Collecting and carrying water, burdensome reality for womenAhead of World Water Day (22 March), UN Women highlights the urgent need to reverse the disproportionate burden on women to provide water for their families.
United Nations, New York — Around the world women and girls often trek long distances to get water to meet their families’ basic needs. The time demands are enormous. In sub-Saharan Africa, for example, women and girls spend 40 billion hours a year collecting water, equivalent to a year’s worth of labour by the entire workforce in France.
According to a WHO and UNICEF report, three quarters of households without access to drinking water on their premises task women and girls with the primary responsibility to collect it. This is one of the factors that also prevents many girls from being able to go to school regularly.
At the CSW58 side event “Women and water: multipliers of development”, on 11 March participants voiced their concerns over the heavy burden women continue to carry as the main water suppliers for their families. Participants highlighted challenges faced in gaining access to clean water and sanitation, as called on Member States to take responsibility and provide solutions to the ongoing water and sanitation crisis.
“At UN Women we have been looking at the nexus between water, energy, and food security, as well as the nexus between water and jobs, both of which have a very direct bearing on gender equality and women’s empowerment,” said UN Women Deputy Executive Director Policy and Programme John Hendra in his remarks at the side event.

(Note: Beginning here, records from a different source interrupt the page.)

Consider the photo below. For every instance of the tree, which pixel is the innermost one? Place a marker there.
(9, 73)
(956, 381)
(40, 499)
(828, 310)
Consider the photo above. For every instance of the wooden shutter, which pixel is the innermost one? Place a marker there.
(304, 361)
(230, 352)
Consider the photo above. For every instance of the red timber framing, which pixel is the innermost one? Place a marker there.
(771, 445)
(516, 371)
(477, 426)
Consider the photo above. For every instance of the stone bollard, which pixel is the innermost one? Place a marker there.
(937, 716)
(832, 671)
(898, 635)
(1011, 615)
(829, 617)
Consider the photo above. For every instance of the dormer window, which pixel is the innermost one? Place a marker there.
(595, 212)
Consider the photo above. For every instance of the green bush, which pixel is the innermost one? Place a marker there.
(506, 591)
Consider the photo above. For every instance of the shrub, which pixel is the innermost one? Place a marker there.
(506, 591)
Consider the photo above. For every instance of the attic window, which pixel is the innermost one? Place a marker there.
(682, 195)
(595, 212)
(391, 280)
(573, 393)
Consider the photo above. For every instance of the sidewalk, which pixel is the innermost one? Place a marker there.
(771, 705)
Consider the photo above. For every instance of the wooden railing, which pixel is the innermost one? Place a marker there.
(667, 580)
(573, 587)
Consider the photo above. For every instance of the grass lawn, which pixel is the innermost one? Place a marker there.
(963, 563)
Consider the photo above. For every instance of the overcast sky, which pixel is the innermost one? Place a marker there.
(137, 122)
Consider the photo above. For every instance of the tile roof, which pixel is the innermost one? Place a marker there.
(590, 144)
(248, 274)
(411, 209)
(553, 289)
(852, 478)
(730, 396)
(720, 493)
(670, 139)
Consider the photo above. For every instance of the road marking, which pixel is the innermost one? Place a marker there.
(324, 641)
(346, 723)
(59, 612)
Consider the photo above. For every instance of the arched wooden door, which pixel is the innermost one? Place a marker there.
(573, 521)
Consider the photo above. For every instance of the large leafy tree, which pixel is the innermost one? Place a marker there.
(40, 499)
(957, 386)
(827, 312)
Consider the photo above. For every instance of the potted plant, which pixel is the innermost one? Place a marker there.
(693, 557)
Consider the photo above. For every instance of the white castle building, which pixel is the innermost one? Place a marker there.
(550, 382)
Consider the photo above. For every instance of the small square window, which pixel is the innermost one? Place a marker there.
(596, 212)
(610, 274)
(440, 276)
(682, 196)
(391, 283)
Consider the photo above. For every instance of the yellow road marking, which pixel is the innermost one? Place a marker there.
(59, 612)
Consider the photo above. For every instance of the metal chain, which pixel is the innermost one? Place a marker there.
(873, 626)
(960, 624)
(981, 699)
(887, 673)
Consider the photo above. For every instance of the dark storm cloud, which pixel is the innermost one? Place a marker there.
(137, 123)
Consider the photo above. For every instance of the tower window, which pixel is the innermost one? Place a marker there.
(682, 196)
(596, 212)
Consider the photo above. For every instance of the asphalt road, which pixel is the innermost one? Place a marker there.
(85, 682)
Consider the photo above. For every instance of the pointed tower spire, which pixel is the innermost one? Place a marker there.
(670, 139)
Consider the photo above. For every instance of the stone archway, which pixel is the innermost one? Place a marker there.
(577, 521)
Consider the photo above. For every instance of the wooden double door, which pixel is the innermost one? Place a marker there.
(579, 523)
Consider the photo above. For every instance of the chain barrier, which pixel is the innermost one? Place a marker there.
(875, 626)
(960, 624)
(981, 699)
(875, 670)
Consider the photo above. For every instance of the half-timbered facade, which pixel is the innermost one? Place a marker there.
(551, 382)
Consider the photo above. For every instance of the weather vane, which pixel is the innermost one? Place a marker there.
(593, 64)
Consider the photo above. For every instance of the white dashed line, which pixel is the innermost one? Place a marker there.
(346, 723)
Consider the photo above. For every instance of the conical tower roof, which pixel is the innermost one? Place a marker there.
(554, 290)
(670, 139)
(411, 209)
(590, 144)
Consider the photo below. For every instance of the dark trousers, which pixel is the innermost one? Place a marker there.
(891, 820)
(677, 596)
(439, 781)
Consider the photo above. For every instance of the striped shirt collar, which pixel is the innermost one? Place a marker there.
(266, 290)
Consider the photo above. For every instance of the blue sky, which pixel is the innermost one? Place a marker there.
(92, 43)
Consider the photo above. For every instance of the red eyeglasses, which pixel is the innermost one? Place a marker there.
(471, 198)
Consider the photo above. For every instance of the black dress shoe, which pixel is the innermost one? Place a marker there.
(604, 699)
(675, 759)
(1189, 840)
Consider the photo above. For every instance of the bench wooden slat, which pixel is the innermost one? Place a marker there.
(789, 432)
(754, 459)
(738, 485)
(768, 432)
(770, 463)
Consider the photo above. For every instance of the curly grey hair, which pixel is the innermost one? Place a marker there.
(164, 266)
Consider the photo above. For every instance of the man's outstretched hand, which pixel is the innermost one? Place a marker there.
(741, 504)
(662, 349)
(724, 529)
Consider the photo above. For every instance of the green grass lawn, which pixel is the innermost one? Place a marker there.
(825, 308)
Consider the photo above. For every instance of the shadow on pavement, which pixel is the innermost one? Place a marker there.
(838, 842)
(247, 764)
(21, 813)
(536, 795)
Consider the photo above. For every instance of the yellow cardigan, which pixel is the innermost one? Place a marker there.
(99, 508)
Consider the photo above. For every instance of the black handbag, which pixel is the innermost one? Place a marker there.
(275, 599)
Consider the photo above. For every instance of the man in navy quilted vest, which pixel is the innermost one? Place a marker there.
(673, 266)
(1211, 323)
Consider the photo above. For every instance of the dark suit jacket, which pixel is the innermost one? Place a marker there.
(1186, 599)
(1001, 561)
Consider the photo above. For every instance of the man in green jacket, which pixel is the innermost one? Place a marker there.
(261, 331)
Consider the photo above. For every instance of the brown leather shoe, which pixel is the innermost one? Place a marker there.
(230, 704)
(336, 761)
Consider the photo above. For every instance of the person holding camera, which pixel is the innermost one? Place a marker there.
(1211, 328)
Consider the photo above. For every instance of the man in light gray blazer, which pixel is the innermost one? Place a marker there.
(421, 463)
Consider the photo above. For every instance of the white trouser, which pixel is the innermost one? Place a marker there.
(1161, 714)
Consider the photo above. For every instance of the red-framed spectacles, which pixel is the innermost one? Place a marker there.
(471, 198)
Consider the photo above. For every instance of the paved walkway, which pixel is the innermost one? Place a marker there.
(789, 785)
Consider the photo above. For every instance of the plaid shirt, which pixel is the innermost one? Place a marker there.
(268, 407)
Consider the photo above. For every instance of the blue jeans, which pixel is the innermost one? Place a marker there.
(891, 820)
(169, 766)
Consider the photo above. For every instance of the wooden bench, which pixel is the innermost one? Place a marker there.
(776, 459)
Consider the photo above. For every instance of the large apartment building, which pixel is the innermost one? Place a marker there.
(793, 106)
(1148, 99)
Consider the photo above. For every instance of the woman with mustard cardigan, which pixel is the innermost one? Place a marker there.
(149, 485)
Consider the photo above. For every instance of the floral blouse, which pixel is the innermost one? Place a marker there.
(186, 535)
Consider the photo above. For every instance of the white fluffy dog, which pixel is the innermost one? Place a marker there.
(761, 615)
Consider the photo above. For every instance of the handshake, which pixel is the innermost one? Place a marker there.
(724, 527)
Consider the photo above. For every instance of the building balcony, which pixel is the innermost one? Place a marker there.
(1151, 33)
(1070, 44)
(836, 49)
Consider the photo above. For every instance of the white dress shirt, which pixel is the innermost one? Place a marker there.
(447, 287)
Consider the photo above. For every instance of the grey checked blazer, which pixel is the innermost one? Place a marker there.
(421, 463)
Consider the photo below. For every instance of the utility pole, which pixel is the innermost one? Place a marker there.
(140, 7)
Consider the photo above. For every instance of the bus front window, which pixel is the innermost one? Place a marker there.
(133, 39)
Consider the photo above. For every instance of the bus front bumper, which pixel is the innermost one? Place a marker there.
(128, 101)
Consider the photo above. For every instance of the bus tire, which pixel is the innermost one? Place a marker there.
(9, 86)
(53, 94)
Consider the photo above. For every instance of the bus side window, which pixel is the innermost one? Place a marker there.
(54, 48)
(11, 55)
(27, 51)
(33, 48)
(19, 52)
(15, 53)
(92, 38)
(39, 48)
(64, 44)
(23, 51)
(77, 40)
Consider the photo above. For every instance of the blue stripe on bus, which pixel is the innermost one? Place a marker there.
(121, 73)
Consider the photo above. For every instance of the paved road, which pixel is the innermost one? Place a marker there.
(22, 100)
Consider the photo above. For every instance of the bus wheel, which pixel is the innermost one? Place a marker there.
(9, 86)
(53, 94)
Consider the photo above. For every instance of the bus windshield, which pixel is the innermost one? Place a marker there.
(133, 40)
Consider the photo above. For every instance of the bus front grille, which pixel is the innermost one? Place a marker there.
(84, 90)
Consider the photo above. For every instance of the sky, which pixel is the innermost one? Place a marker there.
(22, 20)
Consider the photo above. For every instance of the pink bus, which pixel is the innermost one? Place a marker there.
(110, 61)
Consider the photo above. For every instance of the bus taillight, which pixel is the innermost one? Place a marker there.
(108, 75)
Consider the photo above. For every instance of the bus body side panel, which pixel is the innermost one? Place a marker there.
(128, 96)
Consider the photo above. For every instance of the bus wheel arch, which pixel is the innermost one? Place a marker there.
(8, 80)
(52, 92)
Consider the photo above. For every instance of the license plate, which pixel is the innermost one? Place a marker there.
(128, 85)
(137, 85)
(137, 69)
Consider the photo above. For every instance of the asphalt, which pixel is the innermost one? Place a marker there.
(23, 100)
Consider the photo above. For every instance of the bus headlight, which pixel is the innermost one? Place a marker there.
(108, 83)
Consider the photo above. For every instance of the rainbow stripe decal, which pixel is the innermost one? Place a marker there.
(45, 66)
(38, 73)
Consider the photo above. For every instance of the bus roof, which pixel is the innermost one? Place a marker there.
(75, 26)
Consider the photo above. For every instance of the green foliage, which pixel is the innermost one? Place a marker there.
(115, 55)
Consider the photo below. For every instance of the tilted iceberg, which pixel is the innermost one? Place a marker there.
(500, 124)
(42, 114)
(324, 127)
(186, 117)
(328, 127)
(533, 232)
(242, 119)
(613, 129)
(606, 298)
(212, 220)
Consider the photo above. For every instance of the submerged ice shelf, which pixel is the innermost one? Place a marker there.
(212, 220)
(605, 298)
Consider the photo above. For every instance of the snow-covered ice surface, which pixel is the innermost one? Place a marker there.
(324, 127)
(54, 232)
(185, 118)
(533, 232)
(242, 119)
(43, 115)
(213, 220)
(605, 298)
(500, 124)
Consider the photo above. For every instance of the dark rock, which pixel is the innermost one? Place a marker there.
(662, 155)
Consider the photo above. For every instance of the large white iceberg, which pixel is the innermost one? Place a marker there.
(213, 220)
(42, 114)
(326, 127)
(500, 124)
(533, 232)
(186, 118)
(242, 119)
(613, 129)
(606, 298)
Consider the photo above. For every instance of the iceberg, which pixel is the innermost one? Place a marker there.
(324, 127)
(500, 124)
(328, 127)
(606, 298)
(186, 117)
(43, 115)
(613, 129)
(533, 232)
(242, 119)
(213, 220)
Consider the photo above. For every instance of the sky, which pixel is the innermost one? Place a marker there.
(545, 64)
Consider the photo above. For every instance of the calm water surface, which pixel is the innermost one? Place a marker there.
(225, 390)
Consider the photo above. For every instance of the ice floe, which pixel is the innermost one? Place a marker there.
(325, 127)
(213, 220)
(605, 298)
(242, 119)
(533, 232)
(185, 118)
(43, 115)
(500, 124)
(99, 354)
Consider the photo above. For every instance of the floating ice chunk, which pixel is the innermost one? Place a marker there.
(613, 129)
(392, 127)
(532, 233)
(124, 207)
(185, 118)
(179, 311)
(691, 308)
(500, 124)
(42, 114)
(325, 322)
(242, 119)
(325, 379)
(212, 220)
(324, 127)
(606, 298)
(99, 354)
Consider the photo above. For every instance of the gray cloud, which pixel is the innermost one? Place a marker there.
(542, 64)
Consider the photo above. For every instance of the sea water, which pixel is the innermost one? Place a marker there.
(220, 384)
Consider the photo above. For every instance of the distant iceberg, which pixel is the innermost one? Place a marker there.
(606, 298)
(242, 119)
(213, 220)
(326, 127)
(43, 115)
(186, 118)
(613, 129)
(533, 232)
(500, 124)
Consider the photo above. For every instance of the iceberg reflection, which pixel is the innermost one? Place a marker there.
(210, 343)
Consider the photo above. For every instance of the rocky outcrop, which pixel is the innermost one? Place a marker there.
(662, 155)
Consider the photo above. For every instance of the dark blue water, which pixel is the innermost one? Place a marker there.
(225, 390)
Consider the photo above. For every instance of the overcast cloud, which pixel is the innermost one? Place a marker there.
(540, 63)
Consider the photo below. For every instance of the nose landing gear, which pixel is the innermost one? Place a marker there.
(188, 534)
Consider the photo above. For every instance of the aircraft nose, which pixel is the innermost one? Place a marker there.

UN Women and the International Labour Organization (ILO) are partnering to integrate women’s perspectives and voices in the water supply chain and enhance women’s contribution to improving the water supply network. This involves addressing informal and unpaid work and job creation in a comprehensive way. The work is based on experiences captured in three country case studies on gender, access to water, and promotion of decent work in Panama, the Philippines and Senegal – which builds evidence and shows that greater women’s involvement in water resource management has resulted in greater efficiency, effectiveness, sustainability and equity of the service provided and has contributed to greater community resilience.
“Population growth, increasing water use for irrigation and extractive industries, migration and climate change all leave additional pressure on water reserves. Competition between different uses and users of water leave an ever-increasing responsibility of States to provide water and sanitation through competent water and waste management,” said Ms. Schulz, Member of the Committee on the Elimination of Discrimination against Women (CEDAW) at the CSW58 side event. She also stressed that women’s access to water is a human rights issue, and that States have a duty to provide access to drinking water and sanitation without discrimination.
In Kyrgyzstan, the UN Women’s Fund for Gender Equality is also supporting the Central Asian Alliance for Water, an NGO that is working to empower women’s and girls’ access and control of drinking water management in the Southern regions of the country where access and quality of water affect their livelihoods. The programme actively involves rural and young women leaders of Kyrgyz, Tajik and Uzbek ethnic origins in drinking water management, and strengthens their role in Water Committees and local governments. It is doing so through capacity-building, leadership and peer training, gender equality awareness, gender-responsive budgeting and social mobilization.
While the MDG target of halving the proportion of people without access to safe drinking water has been achieved, however significantly less progress has been made in addressing the issues preventing women and girls from gaining access to sanitation and clean drinking water. These will need to figure prominently in the future development agenda.
“At UN Women we’re very pleased to see both gender equality and women’s empowerment, and water and sanitation, emerging as key priority areas to be addressed in the post-2015 agenda,” said Mr. Hendra. “There’s also strong support for a dedicated goal on water and sanitation. Such a goal must include gender-sensitive indicators, such as the average weekly time spent in water collection by women and men, boys and girls, and the availability of sanitation in households and in schools, in order to effectively promote achievement of gender equality and women’s empowerment, in particular for the poorest and most vulnerable women.